Now I need time to relax

Vacations come in all shapes and sizes. Some are meant for relaxation and nothing else. Some are meant to see the sights and experience new things. Some are meant for visiting friends and family.

Mine, it seems, try to wrap all those things into one, with a timetable that leaves me more worn out than when the vacation started. Especially when you want to share them with your children. My children are two grown young men who live in an entirely different world than mine.

I like to wake up early, say 6 or 7 a.m., start the day strong, then wind down in the evening, say 9 or 10 p.m., for the relaxing part.

They, on the other hand, consider an early start somewhere between 10 and noon, preferably closer to noon. They prefer winding down somewhere between 1 and 3 a.m., about the time I’m midway through my night’s sleep.

Compromise is a necessity.

When Debbie and I first realized the newspaper would still get out each week, even if I was gone the entire time, we started enjoying at least one week a year with Robert and Preston. Originally, I preferred working up a schedule to make sure we took advantage of every minute. Vacations are, after all, generally pretty expensive and being the cheap guy I am, I like to get my money’s worth.

Over the years I learned that wasn’t exactly the vacation they were after. Sure, they enjoy seeing new things and immersing themselves in cultures different than they are accustomed. But they also like lying around the pool doing nothing, or spending time in the recreation center working out or playing basketball and other games.

So now when I set up vacations, I do less scheduling. I still plan some activities, like golfing new courses, visiting national parks and taking in the uniqueness at each location.

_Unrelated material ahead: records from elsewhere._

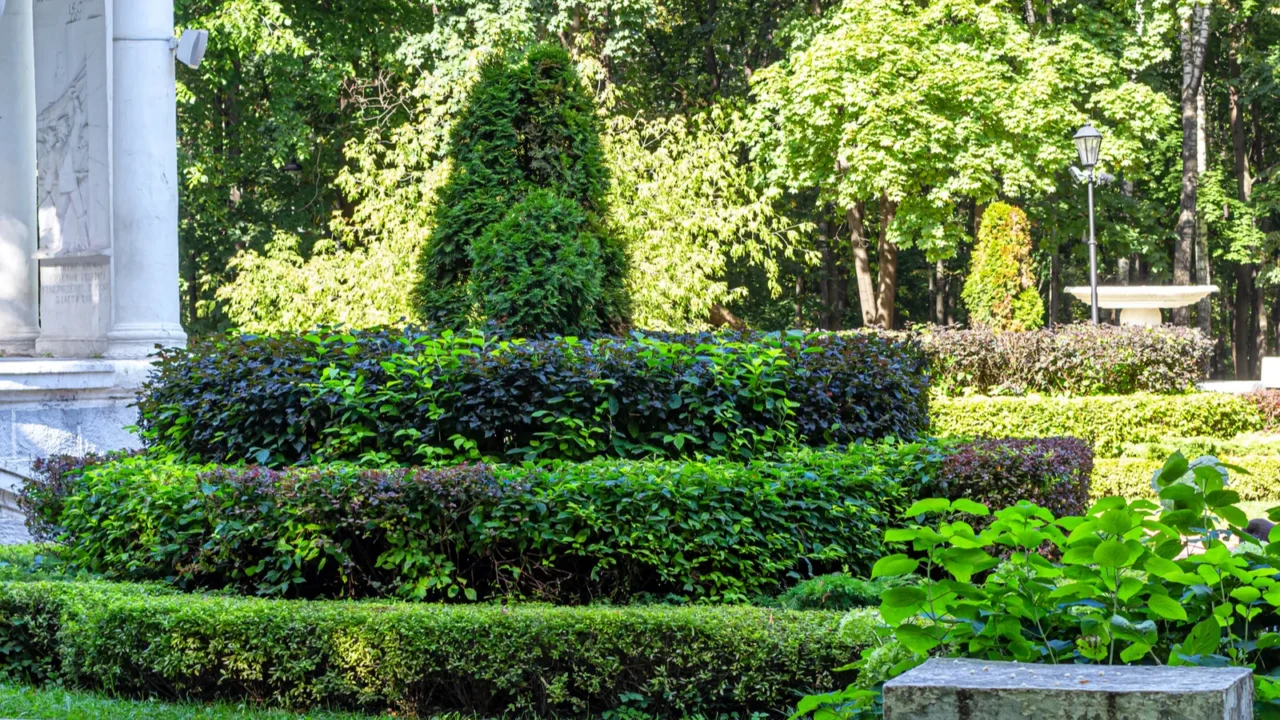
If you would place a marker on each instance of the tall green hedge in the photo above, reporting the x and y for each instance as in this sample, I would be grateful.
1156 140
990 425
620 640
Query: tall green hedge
402 396
1107 422
525 661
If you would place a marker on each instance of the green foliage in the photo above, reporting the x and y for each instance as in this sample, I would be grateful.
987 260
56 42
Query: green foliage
520 661
526 147
69 705
1130 477
539 268
839 591
689 212
1133 589
1077 359
566 532
402 396
1106 422
1000 291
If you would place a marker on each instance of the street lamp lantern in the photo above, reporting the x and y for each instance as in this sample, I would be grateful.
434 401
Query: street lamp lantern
1088 144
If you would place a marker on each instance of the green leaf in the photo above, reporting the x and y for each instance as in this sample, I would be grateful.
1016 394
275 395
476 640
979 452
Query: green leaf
1111 554
903 597
927 506
969 506
915 638
894 565
1166 607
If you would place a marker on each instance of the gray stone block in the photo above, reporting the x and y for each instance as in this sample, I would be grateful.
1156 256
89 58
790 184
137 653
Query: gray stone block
976 689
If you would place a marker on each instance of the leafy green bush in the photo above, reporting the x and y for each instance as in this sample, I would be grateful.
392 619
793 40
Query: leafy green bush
1107 422
839 591
519 237
1000 291
401 396
1079 359
1144 582
1130 477
566 532
528 661
538 269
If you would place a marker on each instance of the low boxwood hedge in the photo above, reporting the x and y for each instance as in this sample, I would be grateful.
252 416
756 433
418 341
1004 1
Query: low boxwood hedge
414 659
1130 477
400 396
1107 422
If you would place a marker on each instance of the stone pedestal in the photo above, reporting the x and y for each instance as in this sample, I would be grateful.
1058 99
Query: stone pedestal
18 302
60 408
968 689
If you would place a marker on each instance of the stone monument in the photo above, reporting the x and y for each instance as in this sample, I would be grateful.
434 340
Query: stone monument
88 222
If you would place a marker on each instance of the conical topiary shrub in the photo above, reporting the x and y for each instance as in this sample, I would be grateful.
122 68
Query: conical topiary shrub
1000 291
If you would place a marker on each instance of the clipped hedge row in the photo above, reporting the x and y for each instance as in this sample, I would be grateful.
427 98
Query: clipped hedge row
1130 477
402 396
563 532
1107 422
1080 359
524 661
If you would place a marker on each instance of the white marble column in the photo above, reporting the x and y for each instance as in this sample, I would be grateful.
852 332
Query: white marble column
145 191
18 236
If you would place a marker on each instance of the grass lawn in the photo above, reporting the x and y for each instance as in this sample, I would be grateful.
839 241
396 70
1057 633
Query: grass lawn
31 703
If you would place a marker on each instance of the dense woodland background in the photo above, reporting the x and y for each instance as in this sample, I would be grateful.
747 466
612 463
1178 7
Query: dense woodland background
773 163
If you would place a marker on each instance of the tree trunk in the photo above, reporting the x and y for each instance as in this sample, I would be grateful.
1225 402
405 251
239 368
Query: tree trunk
887 258
863 265
1240 333
1193 37
799 317
1055 292
1258 324
940 300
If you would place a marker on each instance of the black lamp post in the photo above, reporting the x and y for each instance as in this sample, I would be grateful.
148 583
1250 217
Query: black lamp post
1088 144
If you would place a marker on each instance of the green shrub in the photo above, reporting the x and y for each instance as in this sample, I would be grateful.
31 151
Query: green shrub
566 532
529 661
398 396
1143 582
1000 291
1079 359
839 591
1130 477
519 238
538 270
1107 422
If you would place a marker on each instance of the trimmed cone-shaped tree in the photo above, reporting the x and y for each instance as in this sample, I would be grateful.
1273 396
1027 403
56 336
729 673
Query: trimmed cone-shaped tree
1000 291
529 128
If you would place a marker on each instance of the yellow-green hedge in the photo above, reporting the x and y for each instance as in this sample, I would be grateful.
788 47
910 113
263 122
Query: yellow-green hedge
1106 422
1130 477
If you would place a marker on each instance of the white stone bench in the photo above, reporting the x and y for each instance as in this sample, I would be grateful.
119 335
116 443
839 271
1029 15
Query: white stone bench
976 689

But I also leave several days where nothing is planned.

They like some structure, but now when they ask me what we have planned each morning (or noon) and expect an answer, I tell them it’s up to them to decide. It can turn into a lazy day, or one more full of activities than I had ever planned. We might go watch a movie, or just watch a video in our room. Or we might end up hiking several miles into beautiful canyons in a national park. This past week we did all those things, sometimes all the same day.

Fortunately, too, I enjoy a good hike. You can just ask some of my friends, who would prefer a swimming pool or taxi to a backpack and good walking shoes.

So when our vacation to St. George, UT, last week became busier than I had expected, it was okay. Not only did we do some climbing in one canyon, we also hiked several miles on another day through canyons that narrowed to the width of an American Falls city street with New York City skyscrapers of rock rising up each side. My friends in the taxis probably wouldn’t have enjoyed that part.

Along with the hiking, we did play a couple of days of golf, and still found time to visit with family in the area. And even though we did have some down time, it wasn’t enough, especially when the age of 60 approaches on the horizon.

The vacation was wonderful. Now I need another one to relax.